When it was reported earlier this week that there were still as many as 7,000 tickets available for the August 26 Floyd Mayweather-Conor McGregor mega-event in Las Vegas, critics of the fight pounced on the news like Dan Rafael pouncing on an incoming tray of fresh Swedish meatballs at a media buffet.
The prevailing wisdom among hardcore boxing fans and media is that McGregor has zero chance against Mayweather. Online boxing sportsbook topbet.eu continues to favor Floyd (-600) over Conor (+400) by a hefty margin. In most quarters of boxing fandom, this bout is considered a farce of the highest, most cynical level.
So, chalk one up for “smart” curmudgeons and “purists?” “The Money Fight” may not be a big score after all. Sanity has prevailed. The enemy has been defeated. Boxing can go back to being palatable to 60-year-olds! The scourge of incoming new fans has been turned back before it even had a chance to start. Back to our man caves where we can watch boxing with an ever-shrinking group of like-minded “real” fan.
Wait, not so fast.
Doing the math, the Mayweather-McGregor live gate, even at the ridiculous prices being asked for seats ($10,000 ringside to $500 for the nosebleeds), will only represent about 10%, at most, of the fight’s total take. Dana White, himself, has said that the live gate figure right now is at about $60 million, which is edging closer and closer to the all-time gate record of $72 million set by Mayweather-Pacquiao. Even if none of those 7,000 available seats (3,000 at the primary source and 4,000 on the secondary market) sell, things will be just fine for the event’s bottom line.
What people fail to realize in the gleeful rush to turn back two very disagreeable cash-conscious characters is that Mayweather-McGregor is not like any other fighting event we’ve seen before.
This isn’t a boxing event in the traditional sense. No die-hard fan is planning a weekend excursion to Vegas, weeks and months in advance, around this fight. Those hardcore fans who plan on being in Vegas around this time are most likely planning their trips around Canelo-Golovkin, which is just three weeks later on September 16.
Floyd-Conor also isn’t a UFC event in the traditional sense. UFC shows tend to be moderately priced and more accessible to the average fan.

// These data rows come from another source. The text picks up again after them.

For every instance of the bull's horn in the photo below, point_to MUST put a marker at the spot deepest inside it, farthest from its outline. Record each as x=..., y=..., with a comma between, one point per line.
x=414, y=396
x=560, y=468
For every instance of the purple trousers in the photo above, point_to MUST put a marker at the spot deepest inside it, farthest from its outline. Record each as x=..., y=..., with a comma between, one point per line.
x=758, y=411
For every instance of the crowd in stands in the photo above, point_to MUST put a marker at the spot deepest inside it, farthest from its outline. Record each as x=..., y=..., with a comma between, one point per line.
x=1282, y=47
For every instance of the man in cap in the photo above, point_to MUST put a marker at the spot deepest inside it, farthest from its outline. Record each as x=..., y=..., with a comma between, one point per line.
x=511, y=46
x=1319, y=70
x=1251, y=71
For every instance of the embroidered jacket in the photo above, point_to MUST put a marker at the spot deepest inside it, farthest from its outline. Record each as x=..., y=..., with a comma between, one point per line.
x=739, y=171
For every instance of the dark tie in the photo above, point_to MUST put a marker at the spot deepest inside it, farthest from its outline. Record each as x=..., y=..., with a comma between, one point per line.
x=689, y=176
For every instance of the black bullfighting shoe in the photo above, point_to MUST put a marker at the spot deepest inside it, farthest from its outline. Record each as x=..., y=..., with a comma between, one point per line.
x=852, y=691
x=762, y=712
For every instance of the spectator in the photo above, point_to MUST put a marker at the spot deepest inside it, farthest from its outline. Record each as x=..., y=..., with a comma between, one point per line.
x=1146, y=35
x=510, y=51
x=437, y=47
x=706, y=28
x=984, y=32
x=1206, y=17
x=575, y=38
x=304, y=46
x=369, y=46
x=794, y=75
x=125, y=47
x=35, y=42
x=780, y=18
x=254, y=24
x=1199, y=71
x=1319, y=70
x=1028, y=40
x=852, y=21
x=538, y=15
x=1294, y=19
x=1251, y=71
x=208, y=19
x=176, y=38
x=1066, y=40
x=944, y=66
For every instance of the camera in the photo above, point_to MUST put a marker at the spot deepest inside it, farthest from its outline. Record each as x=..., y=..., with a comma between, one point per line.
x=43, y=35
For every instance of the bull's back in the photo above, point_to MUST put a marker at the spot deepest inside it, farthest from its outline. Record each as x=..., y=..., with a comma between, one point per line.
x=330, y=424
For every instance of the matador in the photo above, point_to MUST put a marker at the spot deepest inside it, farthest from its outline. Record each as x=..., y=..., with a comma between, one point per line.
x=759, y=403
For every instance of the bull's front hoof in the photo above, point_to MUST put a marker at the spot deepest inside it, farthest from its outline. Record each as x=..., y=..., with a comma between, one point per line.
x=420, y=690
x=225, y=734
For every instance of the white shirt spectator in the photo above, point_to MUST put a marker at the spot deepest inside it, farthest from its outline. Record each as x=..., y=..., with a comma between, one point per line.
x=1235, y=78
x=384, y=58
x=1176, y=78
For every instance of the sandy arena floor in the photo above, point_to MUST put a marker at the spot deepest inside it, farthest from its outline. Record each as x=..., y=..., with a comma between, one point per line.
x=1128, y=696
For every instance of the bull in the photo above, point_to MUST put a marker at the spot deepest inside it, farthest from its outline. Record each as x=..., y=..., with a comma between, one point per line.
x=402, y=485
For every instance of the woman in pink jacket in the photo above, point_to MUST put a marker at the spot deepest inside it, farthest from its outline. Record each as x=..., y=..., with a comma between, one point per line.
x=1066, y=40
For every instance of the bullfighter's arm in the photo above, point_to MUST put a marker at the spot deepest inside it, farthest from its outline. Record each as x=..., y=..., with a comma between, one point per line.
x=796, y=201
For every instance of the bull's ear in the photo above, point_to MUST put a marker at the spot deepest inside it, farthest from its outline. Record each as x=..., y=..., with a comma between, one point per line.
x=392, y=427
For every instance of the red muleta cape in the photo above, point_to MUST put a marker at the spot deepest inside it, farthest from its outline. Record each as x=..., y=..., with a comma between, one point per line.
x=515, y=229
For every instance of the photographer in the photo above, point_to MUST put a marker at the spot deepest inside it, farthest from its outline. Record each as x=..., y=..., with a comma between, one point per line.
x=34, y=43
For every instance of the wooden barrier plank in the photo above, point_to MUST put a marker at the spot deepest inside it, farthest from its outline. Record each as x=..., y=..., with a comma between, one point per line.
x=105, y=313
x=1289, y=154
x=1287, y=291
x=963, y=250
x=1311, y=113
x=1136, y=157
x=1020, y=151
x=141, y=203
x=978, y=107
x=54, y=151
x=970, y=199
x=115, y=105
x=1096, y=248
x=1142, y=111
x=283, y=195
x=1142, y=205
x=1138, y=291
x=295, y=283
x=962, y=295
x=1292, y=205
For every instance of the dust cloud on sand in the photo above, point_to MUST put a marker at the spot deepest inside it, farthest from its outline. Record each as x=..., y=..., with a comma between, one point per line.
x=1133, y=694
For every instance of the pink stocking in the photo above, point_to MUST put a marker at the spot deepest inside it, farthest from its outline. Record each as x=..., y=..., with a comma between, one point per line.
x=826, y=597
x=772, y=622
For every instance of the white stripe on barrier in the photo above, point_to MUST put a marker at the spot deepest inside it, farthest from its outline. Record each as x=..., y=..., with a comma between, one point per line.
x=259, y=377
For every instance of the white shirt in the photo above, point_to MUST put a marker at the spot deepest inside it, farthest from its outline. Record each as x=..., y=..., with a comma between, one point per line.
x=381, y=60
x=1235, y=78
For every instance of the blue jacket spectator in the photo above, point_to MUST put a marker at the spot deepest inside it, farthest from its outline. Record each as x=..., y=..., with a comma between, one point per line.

Mayweather-McGregor, at least at the live, in person, level is an event designed for the rich and famous to celebrate the rich and famous. Mayweather, himself, reportedly made the conscious decision to price the tickets above what normal fans could ever justify paying for a one night event. “The Money Fight” is for the 1% and the rest of us will be allowed to peek in, through a TV screen—for a price.
Really, this is not all that different from how boxing always operates at the pay-per-view level. Tickets to the arenas are jacked up, forcing interested parties to pay a hefty price for live access with everyone else forced to pay for the privilege of watching from home.
The difference with Mayweather-McGregor is that nobody’s pretending that this ISN’T, first and foremost, a money grab. That could actually be seen as a good thing, if you’re a “glass half full” kind of guy. Whether the event will actually be worth the money asked to watch it is a question asked of every event, regardless of how large or small. Boxing IS a business, after all. Don’t doubt for a second that any promoter, promoting any show, would be looking to charge Mayweather-McGregor prices for a seat if they could.
So, before celebrating the defeat of “The Money Fight,” just sit back and accept reality.
Mayweather and McGregor and everyone else involved in the mega-event WILL make their money. The fight IS going to happen. Whining over the sanctity of the game or even the quality of the actual match-up will not matter one bit. Boxing “purists” can either choose to deal with what’s going to happen and maybe even make the best of it or figure out a way to tune it out completely until the whole thing is over.